Everyone working on researcher access must wrestle with three basic challenges: privacy, ethics, and gatekeeping. To understand why, we need to look at another important tech news story. The week Twitter cut off its API access was also the week that applications opened for the $725 million that Meta agreed to pay consumers in response to legal complaints about sharing data with Cambridge Analytica. The scandal, which justifiably generated global outrage, has widely been cited as the main reason or excuse for companies to restrict independent access to tech platforms.

How can we uphold the public good without creating another Cambridge Analytica? Whether it's a scraping project or a new regulatory scheme for data access, initiatives for independent research need to address three questions:

Privacy: What rights and power should people hold over their participation in independent research, and what kind of data sharing is justifiable between researchers?
Ethics: what relationship and obligations should independent researchers have with the people whose data we are studying?

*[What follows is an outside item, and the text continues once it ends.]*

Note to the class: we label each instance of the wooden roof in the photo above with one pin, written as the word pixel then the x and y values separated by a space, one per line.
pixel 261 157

What forces will ensure that researchers face consequences for abusing their power?
Gatekeeping: who should be allowed to carry out independent research?

Without care, quick solutions to data access could make the situation much worse by opening the door to unethical practices—or by restricting access in ways that prevent important work from happening across journalism, civil society, and academia.

The problems of ethics, privacy, and gatekeeping are clearest when academics rush to create data collection and sharing projects. Universities are used to relying on the U.S. Common Rule and Institutional Review Boards (IRBs) to manage gatekeeping. But any solution that relies solely on IRBs will automatically cut off journalism and civil society, who don't have the same regulatory systems and protections.

How can we create solutions that can help civil society, academia, and journalism collectively serve society with independent research? Based on our research, we have a few initial ideas.

First: Why Independent Research Matters

Without independent access to data, researchers cannot continue important work exposing injustices perpetrated by big tech and governments: both in the US and worldwide. For example, citizen scientists would not have discovered that AirBnB manipulated data to hide illegal short term rentals, journalists could not have uncovered inequitable ad pricing on Facebook, and academics would not have identified algorithmic biases across many platforms, including Twitter and YouTube.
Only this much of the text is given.